What King did create with Salem's Lot was the "All-American Vampire Novel," the Our Town of vampire novels. His small New England town of Jerusalem's Lot is a funhouse-mirror version of Thornton Wilder's Grover's Corner. The stories and the settings are separated by almost seventy years, but each is a slice of Americana, although King's story, both by virtue of the times it takes place in and his own sordid tendencies, contains considerably more alcoholism, adultery, child abuse, and of course those blood-sucking fiends.

King walks us through some typical days in "Salem's Lot," introducing us to characters from the various strata of small town society. We meet decent ordinary folk, some pretty sorry excuses for human beings, some people haunted by their own demons. None of them are prepared for the evil coming their way.
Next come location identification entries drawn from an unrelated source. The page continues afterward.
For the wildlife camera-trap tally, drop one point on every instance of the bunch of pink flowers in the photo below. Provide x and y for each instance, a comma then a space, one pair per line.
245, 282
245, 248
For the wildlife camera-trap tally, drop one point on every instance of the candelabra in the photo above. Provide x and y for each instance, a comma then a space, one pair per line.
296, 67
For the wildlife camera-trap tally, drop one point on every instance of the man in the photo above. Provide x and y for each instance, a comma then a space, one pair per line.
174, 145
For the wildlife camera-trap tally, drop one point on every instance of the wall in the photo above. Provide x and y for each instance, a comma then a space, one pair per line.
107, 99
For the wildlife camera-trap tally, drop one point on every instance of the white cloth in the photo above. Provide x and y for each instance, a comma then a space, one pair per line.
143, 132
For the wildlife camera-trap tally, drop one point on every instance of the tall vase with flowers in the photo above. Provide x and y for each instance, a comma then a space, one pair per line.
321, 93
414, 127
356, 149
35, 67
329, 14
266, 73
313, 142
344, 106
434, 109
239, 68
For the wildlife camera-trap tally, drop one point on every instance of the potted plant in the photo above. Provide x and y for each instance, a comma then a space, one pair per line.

Salem's Lot has known evil before. The Marston House, a derelict mansion perched on a hill overlooking the town, was inhabited by a depraved brother and sister in the 1920's. It was the scene of a murder/suicide that continues to exert such an influence on the small town that I wondered why they had never demolished the place. But a town like Salem's Lot needs a haunted house, something to scare the local kids and remain a source or perverse pride. When the house sells to an unseen Mr. Barlow and his local representative Straker, word is they plan to convert a local laundromat into an antique store aimed at the tourist trade. "Probably queer on each other," is the whispered opinion around town. Although the book is essentially humorless, King does have fun leading his sheep to the slaughter.
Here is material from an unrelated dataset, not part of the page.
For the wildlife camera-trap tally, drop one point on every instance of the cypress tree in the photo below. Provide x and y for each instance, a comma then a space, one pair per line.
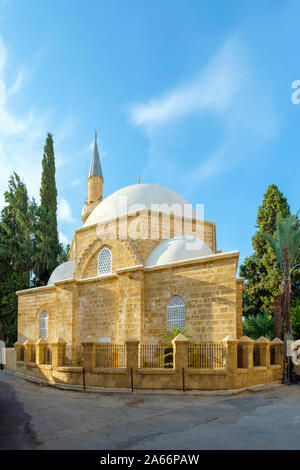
48, 247
260, 270
17, 247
The best parts of Salem's Lot all come pretty early on, as King introduces his characters and sets up the situation. I found I had no emotional investment even in the ostensible heroes of the story and was for the most part only curious to see how and when characters were done in. (A prologue lets the reader know right off who will survive.) As characters meet their inevitable demises, the story slows down. This has the danger of becoming my tiresome refrain as I read and review horror fiction, but I thought the whole thing could have wrapped up a good hundred pages sooner than it did.

And as a vampire villain, Barlow is as traditional as they come. This could be because in 1975 there was no pressure on a writer to rethink the vampire tradition. Or it could have been King's intention to take a character who is essentially Count Dracula, remove him from crumbling castles and the Carpathian Mountains, and stick him among soda fountains, trailer homes, city dumps, and antagonists who go to the local library to read up on best methods of defeating him. But by keeping Barlow as such a traditional character, King's book becomes dated. Our heroes arm themselves with wooden stakes, crucifixes, and holy water. Those locals turned by Barlow float outside windows, slip under doorways, and vanish into thin air. At least no one becomes a bat.